Я не знаю, когда случилось так, что я полностью потеряла голову от этого мужчины. Я с нетерпением ждала его возвращения в наш дом. А он…

Хмурый и уставший после многочасовых переговоров, он возвращался домой, скидывал туфли, и, не раздеваясь, шел по дому в поисках меня. И где бы ни находил, крепко прижимал к себе, зарывался носом в мои волосы и говорил «спасибо». Целовал скулы, губы, едва касаясь, но обжигая гораздо сильнее огня, растекающегося по венам от его запаха, и улыбался, когда я терлась об него, как изголодавшаяся кошка. Смеялся, уворачиваясь от моих попыток затащить его в спальню, возвращался в прихожую и раздевался, выспрашивая, чем я занималась весь день. И я рассказывала, пока он уплетал приготовленный ужин и счастливо улыбался. А ночью, расслабленный нашей любовью, он обнимал меня и засыпал, щекоча горячим дыханием шею, и не размыкал рук всю ночь, чтобы разбудить на рассвете обжигающими ласками.

Я вспоминаю своего Тима. Смешного, улыбчивого и до дрожи в коленях боящегося высоты. Как затащила его на вышку – прыгнуть с парашютом. Он и согласился лишь потому, что за меня боялся больше. Не мог отпустить  «в полет» одну. Он стойко выдерживал, пока на него надевали снаряжение, внимательно слушал инструктаж, как нас сцепляли вместе: новичка и опытную прыгунью. И страх его в напряженном как струна теле, и свою бесшабашность.

— Не дрейфь, – с каким-то запредельным счастьем щелкнула его по носу, – я с тобой.

И толкнула Тимура в пропасть.

А когда вечером мы вернулись домой, он залпом выпил бутылку водки и не разговаривал почти сутки. Только выколачивал из меня стоны своим языком, ласкающим между бедер. А доведя до грани, до самой точки входил одним движением, резко и на всю длину. И я задыхалась от нереального чувства наполненности и того, каким идеальным он был. Созданным специально для меня…

— Ася! — мужской голос вытряхивает из воспоминаний. Задерживаю дыхание, боясь ошибиться. Только бы не показалось. Только бы… — Аська!

Не может быть…Это не мог быть. Не здесь и не сейчас. Но…

Быстрые шаги оглушают.

— Я…я здесь… — хочу закричать, но голос сипит, как старый приемник. Всхлипываю.

— Аська… — ловкие руки высвобождают меня из пут, сдирают повязку.

Я зажмуриваюсь на короткое мгновение, ощущая, как эти же руки ощупывают меня с ног до головы. Как знакомый с детства голос что-то спрашивает. Как я пытаюсь сесть. И как открываю глаза, чтобы увидеть перед собой того, кого хотела убить совсем недавно.

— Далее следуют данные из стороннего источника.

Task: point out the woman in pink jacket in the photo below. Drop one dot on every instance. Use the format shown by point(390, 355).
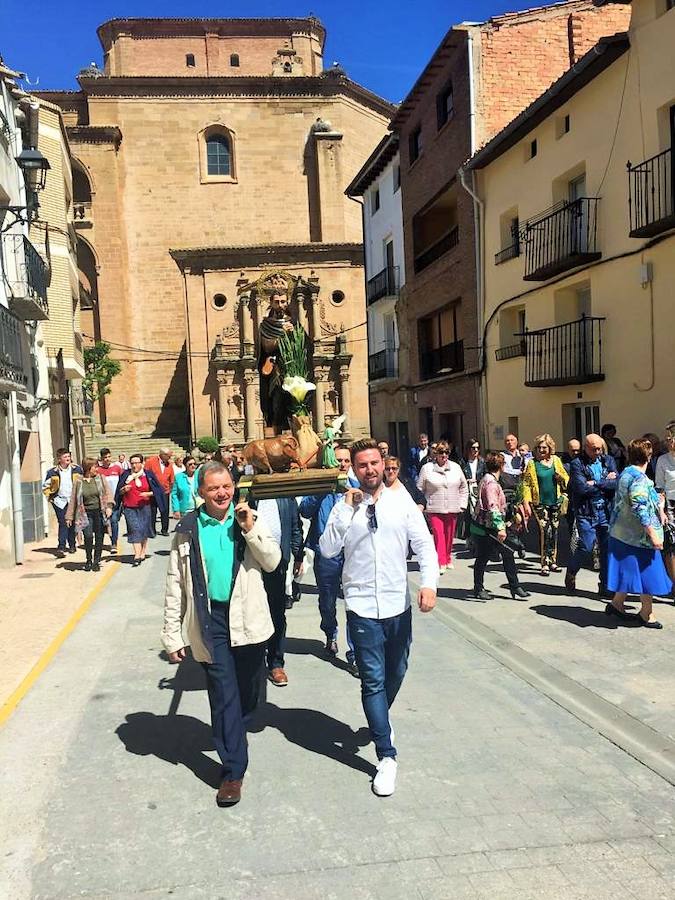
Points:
point(443, 484)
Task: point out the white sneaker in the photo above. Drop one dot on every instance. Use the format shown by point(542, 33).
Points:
point(384, 782)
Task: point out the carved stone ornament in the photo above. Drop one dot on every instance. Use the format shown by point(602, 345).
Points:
point(327, 327)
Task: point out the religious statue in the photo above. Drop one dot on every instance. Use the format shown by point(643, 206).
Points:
point(330, 435)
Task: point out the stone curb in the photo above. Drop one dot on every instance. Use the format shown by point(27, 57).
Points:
point(647, 746)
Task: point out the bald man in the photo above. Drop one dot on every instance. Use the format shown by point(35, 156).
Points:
point(592, 485)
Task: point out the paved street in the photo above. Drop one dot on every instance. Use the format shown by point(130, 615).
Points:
point(108, 771)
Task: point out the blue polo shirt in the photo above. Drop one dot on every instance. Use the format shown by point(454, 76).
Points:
point(216, 540)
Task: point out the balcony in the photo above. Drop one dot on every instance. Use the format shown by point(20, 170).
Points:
point(651, 195)
point(384, 284)
point(442, 361)
point(561, 239)
point(383, 364)
point(508, 253)
point(510, 351)
point(12, 375)
point(564, 354)
point(447, 242)
point(27, 276)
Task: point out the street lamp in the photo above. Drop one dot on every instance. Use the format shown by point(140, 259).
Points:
point(34, 167)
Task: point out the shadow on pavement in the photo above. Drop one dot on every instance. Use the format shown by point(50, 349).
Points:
point(317, 732)
point(311, 647)
point(179, 740)
point(580, 616)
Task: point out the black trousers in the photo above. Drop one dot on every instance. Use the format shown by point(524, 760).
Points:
point(275, 586)
point(93, 534)
point(233, 684)
point(485, 546)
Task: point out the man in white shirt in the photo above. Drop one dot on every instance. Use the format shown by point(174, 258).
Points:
point(372, 527)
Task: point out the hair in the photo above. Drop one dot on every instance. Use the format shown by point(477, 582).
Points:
point(360, 446)
point(88, 464)
point(639, 451)
point(493, 461)
point(211, 467)
point(545, 438)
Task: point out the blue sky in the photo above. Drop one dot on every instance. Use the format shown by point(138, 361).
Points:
point(382, 45)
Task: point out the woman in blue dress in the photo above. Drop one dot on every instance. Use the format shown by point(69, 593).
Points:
point(635, 565)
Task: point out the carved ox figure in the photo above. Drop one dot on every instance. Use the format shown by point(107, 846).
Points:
point(273, 454)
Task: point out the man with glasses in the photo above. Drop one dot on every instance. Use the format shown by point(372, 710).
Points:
point(372, 527)
point(591, 488)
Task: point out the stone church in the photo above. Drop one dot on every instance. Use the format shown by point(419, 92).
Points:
point(210, 154)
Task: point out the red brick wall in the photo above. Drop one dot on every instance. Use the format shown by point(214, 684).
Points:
point(520, 55)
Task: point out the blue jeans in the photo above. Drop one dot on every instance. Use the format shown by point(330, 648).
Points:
point(115, 526)
point(589, 532)
point(381, 647)
point(328, 573)
point(66, 534)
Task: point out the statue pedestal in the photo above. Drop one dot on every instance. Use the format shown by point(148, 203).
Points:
point(297, 483)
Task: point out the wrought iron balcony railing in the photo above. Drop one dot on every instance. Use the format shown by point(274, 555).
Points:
point(564, 354)
point(27, 276)
point(561, 239)
point(651, 195)
point(511, 351)
point(383, 364)
point(447, 242)
point(442, 361)
point(384, 284)
point(12, 374)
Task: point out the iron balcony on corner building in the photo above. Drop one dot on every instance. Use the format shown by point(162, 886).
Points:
point(561, 238)
point(12, 374)
point(651, 195)
point(564, 354)
point(27, 277)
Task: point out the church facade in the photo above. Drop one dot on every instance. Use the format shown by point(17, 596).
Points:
point(211, 154)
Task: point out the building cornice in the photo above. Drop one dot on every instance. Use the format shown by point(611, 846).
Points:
point(234, 86)
point(95, 134)
point(149, 28)
point(373, 167)
point(254, 257)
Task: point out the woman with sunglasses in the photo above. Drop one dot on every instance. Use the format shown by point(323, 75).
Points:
point(544, 482)
point(184, 490)
point(395, 481)
point(447, 494)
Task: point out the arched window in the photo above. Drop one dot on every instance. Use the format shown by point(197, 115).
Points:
point(218, 155)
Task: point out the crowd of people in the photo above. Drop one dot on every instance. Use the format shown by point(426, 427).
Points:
point(234, 566)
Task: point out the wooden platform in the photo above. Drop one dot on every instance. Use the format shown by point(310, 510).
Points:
point(296, 483)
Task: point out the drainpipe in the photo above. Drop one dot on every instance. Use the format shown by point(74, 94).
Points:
point(15, 479)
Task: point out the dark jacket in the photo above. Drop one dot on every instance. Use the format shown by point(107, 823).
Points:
point(292, 543)
point(586, 497)
point(160, 498)
point(480, 469)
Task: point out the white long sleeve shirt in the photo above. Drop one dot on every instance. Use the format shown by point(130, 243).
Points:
point(375, 571)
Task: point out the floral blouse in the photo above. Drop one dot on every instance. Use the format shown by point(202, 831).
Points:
point(636, 507)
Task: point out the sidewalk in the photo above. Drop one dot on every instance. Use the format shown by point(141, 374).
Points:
point(38, 600)
point(632, 668)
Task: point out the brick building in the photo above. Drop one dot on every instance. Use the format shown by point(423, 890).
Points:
point(208, 153)
point(480, 77)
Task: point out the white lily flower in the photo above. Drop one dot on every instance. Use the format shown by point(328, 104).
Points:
point(297, 387)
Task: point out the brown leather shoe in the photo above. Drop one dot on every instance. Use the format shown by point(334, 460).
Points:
point(278, 677)
point(229, 793)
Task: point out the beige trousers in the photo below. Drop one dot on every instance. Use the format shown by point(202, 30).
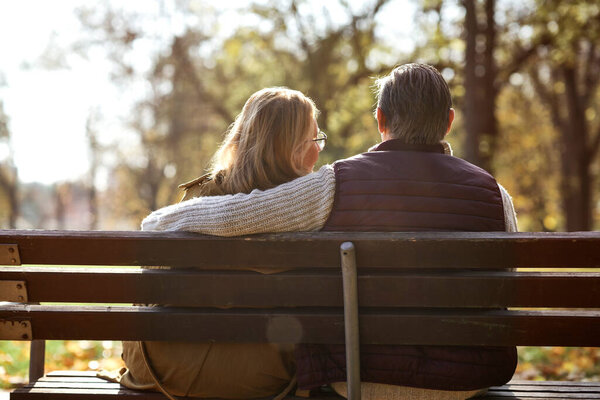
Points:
point(380, 391)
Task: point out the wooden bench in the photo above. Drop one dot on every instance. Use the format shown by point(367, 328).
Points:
point(413, 288)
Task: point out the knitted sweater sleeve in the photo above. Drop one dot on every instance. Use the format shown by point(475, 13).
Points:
point(303, 204)
point(510, 216)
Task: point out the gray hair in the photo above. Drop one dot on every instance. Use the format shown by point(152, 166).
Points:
point(416, 102)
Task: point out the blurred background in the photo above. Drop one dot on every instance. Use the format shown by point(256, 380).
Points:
point(106, 106)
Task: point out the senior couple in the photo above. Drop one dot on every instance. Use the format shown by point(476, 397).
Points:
point(262, 180)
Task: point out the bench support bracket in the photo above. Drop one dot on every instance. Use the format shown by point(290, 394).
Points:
point(15, 330)
point(9, 254)
point(351, 320)
point(15, 291)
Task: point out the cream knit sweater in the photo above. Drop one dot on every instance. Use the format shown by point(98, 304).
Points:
point(303, 204)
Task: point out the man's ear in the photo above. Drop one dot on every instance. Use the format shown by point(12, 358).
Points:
point(450, 119)
point(380, 120)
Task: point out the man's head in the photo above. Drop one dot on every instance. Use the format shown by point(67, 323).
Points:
point(414, 105)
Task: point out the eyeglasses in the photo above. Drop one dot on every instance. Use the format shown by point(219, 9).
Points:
point(321, 140)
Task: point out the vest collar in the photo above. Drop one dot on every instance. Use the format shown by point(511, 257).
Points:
point(399, 145)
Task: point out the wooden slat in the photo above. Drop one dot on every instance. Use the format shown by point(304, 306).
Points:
point(319, 288)
point(56, 387)
point(431, 249)
point(402, 326)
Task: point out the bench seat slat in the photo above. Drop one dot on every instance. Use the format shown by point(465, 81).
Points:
point(54, 385)
point(393, 249)
point(227, 288)
point(406, 326)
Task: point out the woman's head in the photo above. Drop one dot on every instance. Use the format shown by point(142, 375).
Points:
point(269, 141)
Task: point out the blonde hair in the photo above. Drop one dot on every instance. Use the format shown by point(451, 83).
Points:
point(265, 145)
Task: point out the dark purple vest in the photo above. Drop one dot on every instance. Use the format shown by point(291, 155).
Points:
point(400, 187)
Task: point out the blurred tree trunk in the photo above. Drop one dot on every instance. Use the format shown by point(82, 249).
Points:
point(94, 148)
point(568, 101)
point(480, 83)
point(9, 182)
point(566, 78)
point(9, 177)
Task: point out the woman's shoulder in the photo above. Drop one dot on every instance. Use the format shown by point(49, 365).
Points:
point(205, 185)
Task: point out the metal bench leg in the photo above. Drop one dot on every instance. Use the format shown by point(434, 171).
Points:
point(351, 320)
point(37, 352)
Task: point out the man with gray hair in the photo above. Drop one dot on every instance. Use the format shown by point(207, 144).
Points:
point(409, 182)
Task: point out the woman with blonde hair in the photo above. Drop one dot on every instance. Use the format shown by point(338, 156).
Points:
point(274, 140)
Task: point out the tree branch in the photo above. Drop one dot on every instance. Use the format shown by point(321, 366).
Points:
point(591, 73)
point(547, 97)
point(595, 147)
point(181, 55)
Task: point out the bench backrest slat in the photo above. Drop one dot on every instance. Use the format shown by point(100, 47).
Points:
point(317, 288)
point(314, 325)
point(413, 288)
point(308, 250)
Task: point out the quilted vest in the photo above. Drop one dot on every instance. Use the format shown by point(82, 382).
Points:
point(400, 187)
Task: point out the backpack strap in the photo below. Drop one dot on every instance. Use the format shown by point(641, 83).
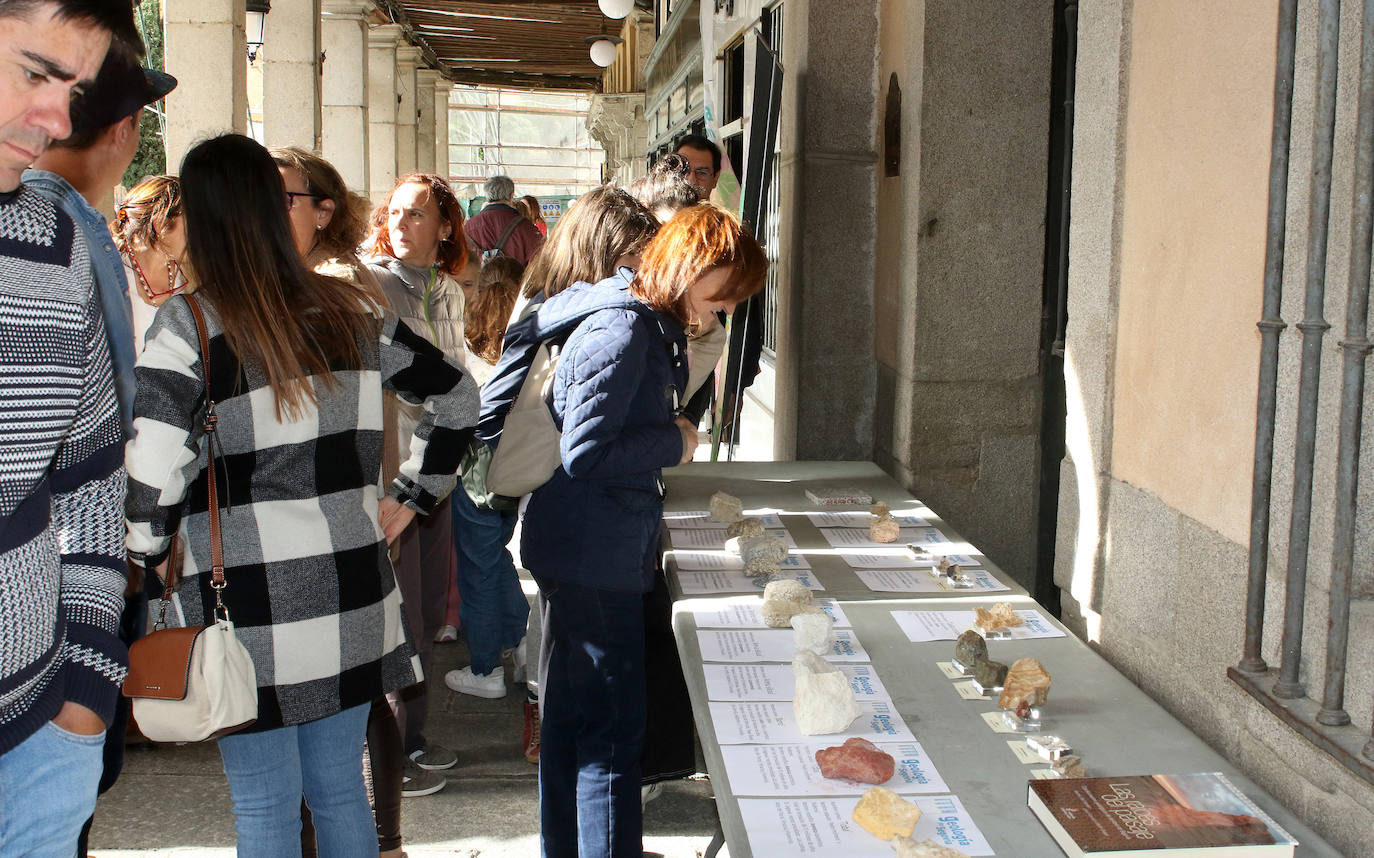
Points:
point(506, 234)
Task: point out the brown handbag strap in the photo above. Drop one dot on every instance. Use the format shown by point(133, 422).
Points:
point(210, 425)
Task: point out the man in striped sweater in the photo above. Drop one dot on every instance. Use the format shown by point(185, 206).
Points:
point(61, 459)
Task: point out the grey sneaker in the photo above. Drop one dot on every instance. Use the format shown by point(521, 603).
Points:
point(419, 781)
point(434, 758)
point(465, 681)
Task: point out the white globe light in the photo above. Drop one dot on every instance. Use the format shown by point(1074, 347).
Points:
point(603, 52)
point(616, 8)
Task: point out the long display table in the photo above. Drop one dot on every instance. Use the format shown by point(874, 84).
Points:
point(1112, 723)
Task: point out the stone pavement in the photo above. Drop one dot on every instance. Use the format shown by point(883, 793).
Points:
point(173, 802)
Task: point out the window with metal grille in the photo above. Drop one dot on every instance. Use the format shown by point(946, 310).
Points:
point(1323, 722)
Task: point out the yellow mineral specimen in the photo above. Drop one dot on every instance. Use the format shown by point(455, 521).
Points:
point(885, 814)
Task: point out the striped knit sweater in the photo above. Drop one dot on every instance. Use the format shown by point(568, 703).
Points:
point(62, 477)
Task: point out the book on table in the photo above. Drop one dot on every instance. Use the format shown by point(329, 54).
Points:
point(1156, 816)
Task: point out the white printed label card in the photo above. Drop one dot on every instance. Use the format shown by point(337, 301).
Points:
point(922, 626)
point(723, 560)
point(746, 612)
point(792, 769)
point(705, 582)
point(862, 519)
point(825, 828)
point(682, 520)
point(771, 645)
point(715, 538)
point(778, 682)
point(744, 723)
point(921, 580)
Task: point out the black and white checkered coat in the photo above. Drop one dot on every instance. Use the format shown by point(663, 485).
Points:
point(311, 587)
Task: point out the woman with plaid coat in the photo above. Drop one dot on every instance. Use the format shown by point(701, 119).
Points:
point(297, 365)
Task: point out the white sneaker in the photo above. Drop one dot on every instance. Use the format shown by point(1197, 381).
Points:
point(466, 682)
point(518, 660)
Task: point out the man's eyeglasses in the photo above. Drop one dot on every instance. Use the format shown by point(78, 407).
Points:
point(291, 195)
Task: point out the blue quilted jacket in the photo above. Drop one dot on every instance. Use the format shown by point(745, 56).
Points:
point(616, 393)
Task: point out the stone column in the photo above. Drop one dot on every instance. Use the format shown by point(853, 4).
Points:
point(826, 173)
point(381, 109)
point(407, 59)
point(206, 52)
point(344, 112)
point(291, 74)
point(441, 128)
point(425, 83)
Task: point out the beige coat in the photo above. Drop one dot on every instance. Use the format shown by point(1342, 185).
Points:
point(438, 319)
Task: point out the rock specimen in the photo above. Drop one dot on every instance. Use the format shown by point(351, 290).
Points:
point(823, 701)
point(970, 648)
point(884, 528)
point(761, 554)
point(1069, 766)
point(1027, 682)
point(746, 527)
point(814, 631)
point(859, 761)
point(726, 508)
point(783, 600)
point(926, 849)
point(885, 814)
point(989, 674)
point(1000, 616)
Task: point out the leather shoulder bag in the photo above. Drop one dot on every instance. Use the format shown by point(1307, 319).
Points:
point(195, 682)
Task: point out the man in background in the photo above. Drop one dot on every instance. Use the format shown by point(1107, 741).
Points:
point(62, 565)
point(500, 227)
point(79, 173)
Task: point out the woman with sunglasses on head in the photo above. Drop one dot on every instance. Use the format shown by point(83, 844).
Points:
point(296, 366)
point(590, 534)
point(151, 238)
point(603, 230)
point(418, 255)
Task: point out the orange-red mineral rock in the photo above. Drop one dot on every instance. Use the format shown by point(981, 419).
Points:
point(858, 759)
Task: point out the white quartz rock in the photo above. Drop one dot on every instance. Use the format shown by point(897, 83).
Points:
point(814, 631)
point(726, 508)
point(761, 553)
point(823, 700)
point(783, 600)
point(926, 849)
point(746, 527)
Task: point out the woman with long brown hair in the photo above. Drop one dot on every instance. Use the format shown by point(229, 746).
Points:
point(590, 534)
point(296, 367)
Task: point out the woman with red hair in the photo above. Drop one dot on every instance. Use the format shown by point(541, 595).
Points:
point(418, 253)
point(591, 531)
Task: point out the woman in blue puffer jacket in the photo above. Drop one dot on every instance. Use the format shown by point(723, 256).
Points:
point(590, 534)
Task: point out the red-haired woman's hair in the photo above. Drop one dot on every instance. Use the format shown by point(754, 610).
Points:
point(452, 250)
point(689, 246)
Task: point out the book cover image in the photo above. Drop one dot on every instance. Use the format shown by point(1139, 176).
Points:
point(1156, 813)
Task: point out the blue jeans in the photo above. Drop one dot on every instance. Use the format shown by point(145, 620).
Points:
point(323, 761)
point(495, 611)
point(47, 792)
point(592, 726)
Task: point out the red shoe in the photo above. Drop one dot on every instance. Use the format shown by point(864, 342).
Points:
point(531, 732)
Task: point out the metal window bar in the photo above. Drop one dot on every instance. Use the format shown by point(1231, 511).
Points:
point(1312, 327)
point(1288, 697)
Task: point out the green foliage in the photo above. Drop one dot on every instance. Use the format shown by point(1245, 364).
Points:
point(151, 157)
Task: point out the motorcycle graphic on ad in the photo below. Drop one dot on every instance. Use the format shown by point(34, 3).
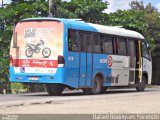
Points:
point(36, 48)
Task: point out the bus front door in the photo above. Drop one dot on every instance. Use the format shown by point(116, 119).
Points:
point(85, 56)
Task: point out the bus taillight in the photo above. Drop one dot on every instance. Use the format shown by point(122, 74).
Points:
point(60, 61)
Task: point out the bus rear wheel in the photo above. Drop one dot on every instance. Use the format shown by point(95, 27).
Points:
point(141, 85)
point(54, 89)
point(96, 88)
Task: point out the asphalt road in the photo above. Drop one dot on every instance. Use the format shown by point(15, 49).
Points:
point(8, 100)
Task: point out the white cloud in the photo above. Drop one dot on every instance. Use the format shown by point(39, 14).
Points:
point(115, 5)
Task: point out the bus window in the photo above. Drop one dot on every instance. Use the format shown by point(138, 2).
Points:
point(107, 44)
point(72, 41)
point(145, 51)
point(97, 44)
point(122, 48)
point(82, 43)
point(89, 43)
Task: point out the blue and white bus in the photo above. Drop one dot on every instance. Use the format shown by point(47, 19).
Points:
point(70, 53)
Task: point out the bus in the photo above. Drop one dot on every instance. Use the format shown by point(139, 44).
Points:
point(69, 53)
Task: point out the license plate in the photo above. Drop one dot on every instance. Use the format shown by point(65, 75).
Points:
point(33, 78)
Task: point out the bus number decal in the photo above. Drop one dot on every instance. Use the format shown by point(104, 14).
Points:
point(70, 58)
point(109, 61)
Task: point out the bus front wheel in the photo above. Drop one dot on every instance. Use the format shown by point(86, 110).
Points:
point(141, 85)
point(96, 88)
point(54, 89)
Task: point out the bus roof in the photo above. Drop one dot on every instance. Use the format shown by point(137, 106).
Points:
point(80, 25)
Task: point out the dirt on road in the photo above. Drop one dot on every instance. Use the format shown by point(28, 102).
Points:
point(134, 103)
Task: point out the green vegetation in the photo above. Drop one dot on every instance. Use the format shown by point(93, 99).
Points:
point(144, 19)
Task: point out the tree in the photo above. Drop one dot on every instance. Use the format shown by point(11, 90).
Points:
point(87, 10)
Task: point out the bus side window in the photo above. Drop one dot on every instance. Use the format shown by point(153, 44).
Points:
point(122, 46)
point(107, 44)
point(97, 44)
point(72, 41)
point(145, 51)
point(82, 42)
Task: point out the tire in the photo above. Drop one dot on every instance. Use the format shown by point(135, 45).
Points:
point(141, 85)
point(96, 88)
point(46, 52)
point(29, 52)
point(53, 89)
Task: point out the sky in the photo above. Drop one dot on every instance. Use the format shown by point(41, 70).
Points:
point(118, 4)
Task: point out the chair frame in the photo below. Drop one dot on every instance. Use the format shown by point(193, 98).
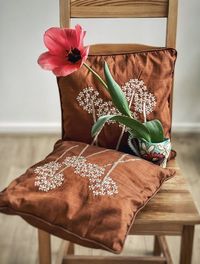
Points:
point(146, 223)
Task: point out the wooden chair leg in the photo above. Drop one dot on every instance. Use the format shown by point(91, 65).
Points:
point(70, 250)
point(186, 245)
point(156, 249)
point(44, 240)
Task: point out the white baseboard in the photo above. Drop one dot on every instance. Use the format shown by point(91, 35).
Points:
point(186, 127)
point(30, 127)
point(56, 127)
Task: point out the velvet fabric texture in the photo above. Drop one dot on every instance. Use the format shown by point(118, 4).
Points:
point(85, 194)
point(145, 75)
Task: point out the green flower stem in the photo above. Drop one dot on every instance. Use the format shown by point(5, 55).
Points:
point(96, 75)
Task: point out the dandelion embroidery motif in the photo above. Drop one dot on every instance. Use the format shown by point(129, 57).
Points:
point(135, 91)
point(47, 177)
point(50, 175)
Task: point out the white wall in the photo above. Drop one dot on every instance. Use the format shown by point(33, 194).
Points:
point(28, 95)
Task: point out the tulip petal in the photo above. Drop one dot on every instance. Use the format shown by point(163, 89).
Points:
point(80, 34)
point(66, 70)
point(49, 62)
point(55, 41)
point(71, 38)
point(84, 53)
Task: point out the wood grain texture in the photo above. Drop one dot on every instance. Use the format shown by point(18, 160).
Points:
point(106, 49)
point(118, 8)
point(186, 245)
point(113, 260)
point(172, 24)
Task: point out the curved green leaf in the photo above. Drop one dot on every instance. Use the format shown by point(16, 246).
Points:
point(117, 95)
point(139, 130)
point(155, 129)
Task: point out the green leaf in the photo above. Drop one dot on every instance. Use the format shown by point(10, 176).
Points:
point(96, 128)
point(139, 130)
point(156, 130)
point(118, 97)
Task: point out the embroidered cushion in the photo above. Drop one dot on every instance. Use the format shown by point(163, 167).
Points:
point(145, 75)
point(85, 194)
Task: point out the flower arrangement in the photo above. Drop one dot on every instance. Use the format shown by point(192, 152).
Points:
point(66, 54)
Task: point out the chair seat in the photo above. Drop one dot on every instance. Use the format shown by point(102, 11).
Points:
point(172, 207)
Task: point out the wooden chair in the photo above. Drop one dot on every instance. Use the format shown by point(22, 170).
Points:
point(172, 212)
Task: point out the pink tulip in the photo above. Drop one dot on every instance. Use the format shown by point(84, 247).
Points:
point(66, 52)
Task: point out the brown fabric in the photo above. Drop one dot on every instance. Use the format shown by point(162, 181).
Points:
point(154, 67)
point(72, 211)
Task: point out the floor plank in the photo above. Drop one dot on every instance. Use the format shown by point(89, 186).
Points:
point(18, 241)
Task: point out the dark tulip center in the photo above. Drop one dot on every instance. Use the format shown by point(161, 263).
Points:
point(74, 55)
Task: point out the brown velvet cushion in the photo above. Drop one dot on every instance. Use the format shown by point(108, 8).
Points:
point(144, 73)
point(85, 194)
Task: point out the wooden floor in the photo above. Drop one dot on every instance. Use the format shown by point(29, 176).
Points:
point(18, 240)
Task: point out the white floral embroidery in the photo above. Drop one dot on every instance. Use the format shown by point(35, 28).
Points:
point(50, 175)
point(89, 99)
point(47, 177)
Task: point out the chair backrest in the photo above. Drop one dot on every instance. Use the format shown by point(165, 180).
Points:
point(123, 9)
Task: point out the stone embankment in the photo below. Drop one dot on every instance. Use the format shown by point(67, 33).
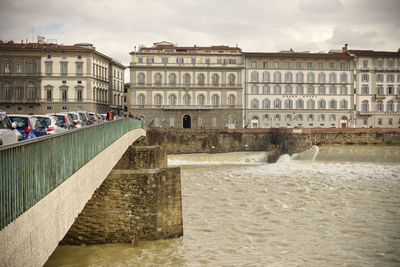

— Вадька… — выдыхаю, вжимаясь в стену, потому что на меня смотрит черное дуло пистолета.

Сглатываю, всматриваясь в осунувшееся лицо старшего брата. Он изменился: похудел, голову обрил наголо, а из внимательных глаз исчез лихорадочный блеск. Как бы странно ни звучало, но в его некогда мертвых глазах законченного наркомана цветет жизнь. Неужели лечение в клинике помогло? Неужели Тимуру удалось вытащить Вадьку из наркотического дурмана? Но как?